CPU implementation execution time is less than the total GPU execution time but if we look the kernel execution time, it is lower than the CPU execution time.

Most of the time in GPU implementation is consumed by the memory transferring operations between host and device. This shows how much of memory overload happen in a program.

Since it was very straightforward calculation, so modern day optimized CPUs are able to perform these calculations very fast. When things are bit more complicated than this, then GPU implementations are easily outperformed the CPU counter parts.

This is because the execution time of the GPU version is dominated by the overhead of copying data between the CPU and GPU memories.
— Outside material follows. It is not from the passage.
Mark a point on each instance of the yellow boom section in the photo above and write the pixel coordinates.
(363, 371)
This is an important lesson for CUDA developers: it only makes sense to execute something on the GPU when there is a significant amount of computation being performed on each data element.

CPU Execution time for this 10000 size vector multiplication: 0.000030 sec.

As we increase the size of vector we will see the difference, Now Overall GPU execution time is faster.

Vectors are same 
size of vectors : 10000000
CPU mul time : 0.031849 
GPU kernel execution time mul time : 0.000873 
Mem transfer host to device : 0.017912 
Mem transfer device to host : 0.008116 
Total GPU time : 0.026901 

Vectors are same 
size of vectors : 100000000
 CPU mul time : 0.317796 
GPU kernel execution time mul time : 0.008146 
Mem transfer host to device : 0.174928 
Mem transfer device to host : 0.080483 
Total GPU time : 0.263557 

Here is the basic performance comparison of different block configuration(Trail and Error Method) for GPU execution time :

block_size = 128

saurabh@instance-1:~/cuda_test-gcp/mul$ ./vec_mul_128
Validity Check :After Multiplication resultant vectors of CPU and GPU are same 
CPU mul time : 0.000030 
GPU kernel execution time mul time : 0.000026 
Mem transfer host to device : 0.000048 
Mem transfer device to host : 0.000028 
Total GPU time : 0.000102 

block_size = 256

saurabh@instance-1:~/cuda_test-gcp/mul$ ./vec_mul_256
Validity Check :After Multiplication resultant vectors of CPU and GPU are same 
CPU mul time : 0.000031 
GPU kernel execution time mul time : 0.000026 
Mem transfer host to device : 0.000047 
Mem transfer device to host : 0.000026 
Total GPU time : 0.000099 

block_size = 512

saurabh@instance-1:~/cuda_test-gcp/mul$ ./vec_mul_512
Validity Chaeck :After Multiplication resultant vectors of CPU and GPU are same 
CPU mul time : 0.000030 
GPU kernel execution time mul time : 0.000025 
Mem transfer host to device : 0.000048 
Mem transfer device to host : 0.000026 
Total GPU time : 0.000099 

block_size = 1024

saurabh@instance-1:~/cuda_test-gcp/mul$ ./vec_mul_1024
Validity Check :After Multiplication resultant vectors of CPU and GPU are same 
CPU mul time : 0.000030 
GPU kernel execution time mul time : 0.000027 
Mem transfer host to device : 0.000047 
Mem transfer device to host : 0.000026 
Total GPU time : 0.000100 

We can also use the command line visual profiler nvprof.

Performance of CUDA Application

In industrial level applications execution time is not the only concerns. We have to consider power consumption, floor space consumption for hardware and most importantly cost and budget of hardware as well.